My Weblog: kutahya web tasarim umraniye elektrikci uskudar elektrikci umraniye elektrikci istanbul elektrikci satis egitimi cekmekoy elektrikci uskudar kornis montaj umraniye kornis montaj atasehir elektrikci beykoz elektrikci

The United Nations Development Program (UNDP) Administrator Helen Clark and the Global Environment Facility (GEF) Chief Executive Officer Naoko Ishii underlined the crucial role gene banks play in food security in Africa after a visit to the Ethiopian Institute of Biodiversity which houses Africa’s largest gene bank.
The gene bank is a storage house where biological material is collected, stored, catalogued and made available for redistribution. The bank has been contributing to food security by maintaining a diverse gene pool in the form of crop varieties and by distributing seeds to communities that are highly affected by climate change, droughts and chronic food shortages.
“Biodiversity is important to improve sustainability and to cope with climate change through increasing resilience of the agricultural system,” said Gemedo Dalle, Director General of the Ethiopian Biodiversity Institute. The gene bank currently preserves over 77,000 varieties of indigenous biological materials. According to the institute’s director general, another gene bank that was built at a cost of 25 million birr in Fitche town in the Oromia Regional State is ready to go operational by next year. The project was fully funded by the Ethiopian government.
“Biodiversity conservation is part of the solution for climate change. There is a high need to maintain and restore degraded ecosystems, establish a network of terrestrial, fresh water and protected marine areas that could help to endure the problems of climate change, and mitigating and adapting to that change,” Gemedo said.
Helen Clark said that the gene bank is an on-going sustainable endeavor to conserve the biodiversity of Ethiopia’s seed stock.
“The services from the gene bank at the Biodiversity Institute are incredibly important in keeping this rich heritage of genetic variety of seeds of Ethiopia. This is not an endeavor that can go on only in the scientific community in the capital city. The engagement with the framers has been absolutely critical and if the farmers understand the benefits of this kind of work and what it can do for them in order to continue to adapt to the changing environment around them, then they can enrich their lives,” Clark noted.

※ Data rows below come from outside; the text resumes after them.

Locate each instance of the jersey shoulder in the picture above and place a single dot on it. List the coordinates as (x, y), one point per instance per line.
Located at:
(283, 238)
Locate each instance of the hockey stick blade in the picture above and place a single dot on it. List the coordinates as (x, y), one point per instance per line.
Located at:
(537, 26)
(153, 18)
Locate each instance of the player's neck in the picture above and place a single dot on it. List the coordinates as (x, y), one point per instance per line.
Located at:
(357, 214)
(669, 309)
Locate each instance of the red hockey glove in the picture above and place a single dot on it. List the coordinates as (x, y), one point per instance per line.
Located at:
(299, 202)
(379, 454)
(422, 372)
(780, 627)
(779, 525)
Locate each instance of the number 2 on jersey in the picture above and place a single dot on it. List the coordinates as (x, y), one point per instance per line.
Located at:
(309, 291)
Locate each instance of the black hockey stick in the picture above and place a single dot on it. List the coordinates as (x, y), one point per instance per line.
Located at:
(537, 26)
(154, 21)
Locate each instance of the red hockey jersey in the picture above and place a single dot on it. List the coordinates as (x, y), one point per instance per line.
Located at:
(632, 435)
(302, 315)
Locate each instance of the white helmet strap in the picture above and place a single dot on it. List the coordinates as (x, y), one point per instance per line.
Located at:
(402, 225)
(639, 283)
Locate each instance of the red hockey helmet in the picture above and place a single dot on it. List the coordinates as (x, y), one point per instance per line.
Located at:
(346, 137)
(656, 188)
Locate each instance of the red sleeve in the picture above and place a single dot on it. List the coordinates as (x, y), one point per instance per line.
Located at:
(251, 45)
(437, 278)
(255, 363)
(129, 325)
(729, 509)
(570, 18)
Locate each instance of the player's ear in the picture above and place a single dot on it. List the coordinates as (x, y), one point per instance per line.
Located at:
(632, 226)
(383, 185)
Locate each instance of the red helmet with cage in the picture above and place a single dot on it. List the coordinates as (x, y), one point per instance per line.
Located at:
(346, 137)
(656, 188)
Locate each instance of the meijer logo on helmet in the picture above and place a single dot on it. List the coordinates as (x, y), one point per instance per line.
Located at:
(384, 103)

GEF Chief Executive Officer Naoko Ishii also stated that the state of the agricultural sector in Africa is a key issue that has been discussed at the 3rd Finance for Development Conference and will be discussed in upcoming conferences in New York and Paris. 
“Here at the Finance for Development Conference, we are discussing on how to support the development goals, and similarly, there will be a series of meetings in New York in September as well as the climate conference in December in Paris. In these global policy discussions, food security in Africa is a very important topic that we need to address,” Ishii said.

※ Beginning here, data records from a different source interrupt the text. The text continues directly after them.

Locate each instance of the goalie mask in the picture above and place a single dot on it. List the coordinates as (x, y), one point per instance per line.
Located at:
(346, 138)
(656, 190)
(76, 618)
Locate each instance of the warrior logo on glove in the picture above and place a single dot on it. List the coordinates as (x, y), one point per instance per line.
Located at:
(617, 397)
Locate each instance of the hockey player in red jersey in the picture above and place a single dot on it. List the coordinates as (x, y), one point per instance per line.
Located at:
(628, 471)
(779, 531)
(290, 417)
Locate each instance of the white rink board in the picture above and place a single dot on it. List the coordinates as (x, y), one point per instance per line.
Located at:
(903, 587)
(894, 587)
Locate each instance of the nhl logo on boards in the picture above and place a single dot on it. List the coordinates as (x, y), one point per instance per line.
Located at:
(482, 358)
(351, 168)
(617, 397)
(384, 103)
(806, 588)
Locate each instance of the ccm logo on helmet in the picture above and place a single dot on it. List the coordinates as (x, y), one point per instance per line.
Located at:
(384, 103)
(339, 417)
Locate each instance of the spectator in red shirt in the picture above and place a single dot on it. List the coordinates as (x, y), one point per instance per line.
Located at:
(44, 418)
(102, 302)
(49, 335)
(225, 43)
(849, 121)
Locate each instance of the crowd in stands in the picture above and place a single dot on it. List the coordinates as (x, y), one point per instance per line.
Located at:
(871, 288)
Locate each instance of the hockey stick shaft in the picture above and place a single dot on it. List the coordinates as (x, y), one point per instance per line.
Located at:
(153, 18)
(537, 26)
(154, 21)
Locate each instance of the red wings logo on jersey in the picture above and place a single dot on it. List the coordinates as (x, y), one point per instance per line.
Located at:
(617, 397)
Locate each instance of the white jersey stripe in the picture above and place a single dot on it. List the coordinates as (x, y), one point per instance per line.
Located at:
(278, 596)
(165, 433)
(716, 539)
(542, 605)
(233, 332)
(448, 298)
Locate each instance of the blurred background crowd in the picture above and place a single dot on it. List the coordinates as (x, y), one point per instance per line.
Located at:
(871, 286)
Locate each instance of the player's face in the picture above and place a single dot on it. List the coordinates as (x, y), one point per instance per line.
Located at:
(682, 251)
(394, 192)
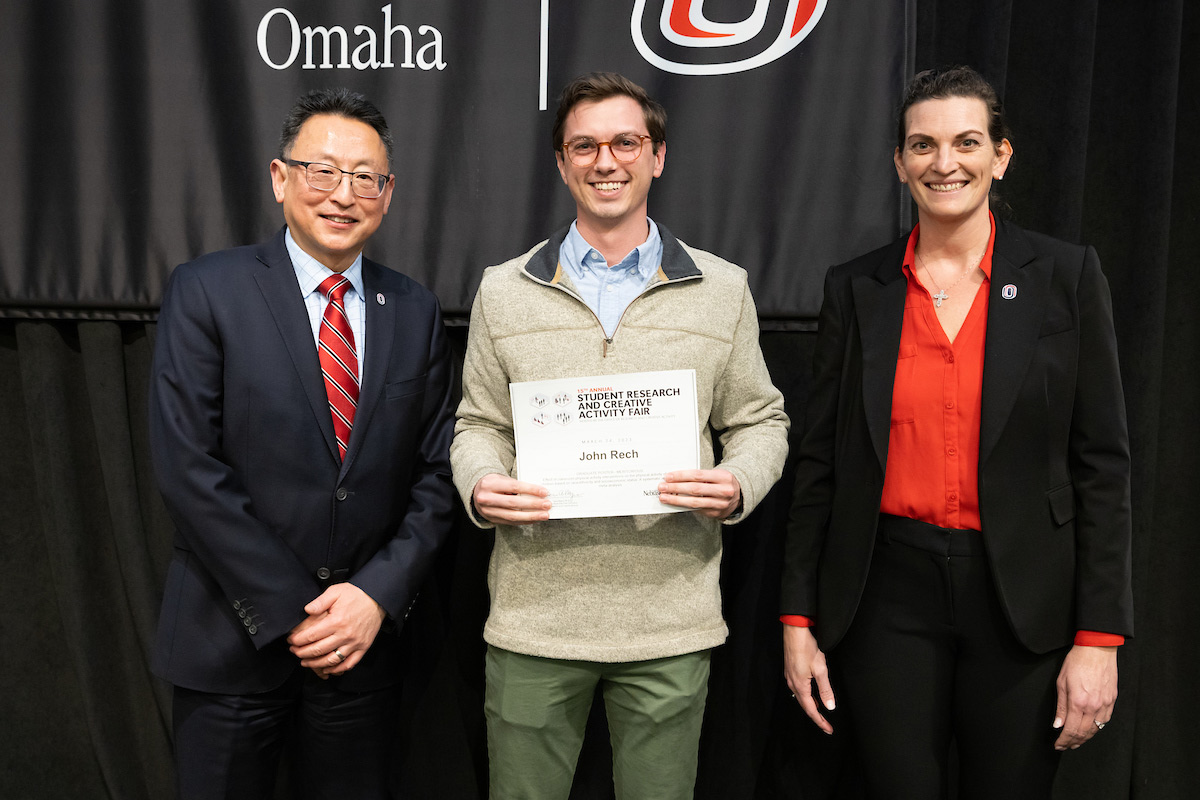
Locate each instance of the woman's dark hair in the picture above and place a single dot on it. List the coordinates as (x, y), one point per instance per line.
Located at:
(953, 82)
(337, 102)
(595, 86)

She also stated that Africa’s agriculture sector is facing a huge challenge; productivity is the lowest in the world but yet it is feeding a fast-growing population and this issue needs to be addressed.
Ethiopia is one of the two biodiversity hotspots of global significance: The Eastern Afromontane and the Horn of Africa. This means the country will play a vital role in the future of food security on the continent through the revival and conservation of traditional, indigenous seeds in the face of drought and climate change, among other challenges.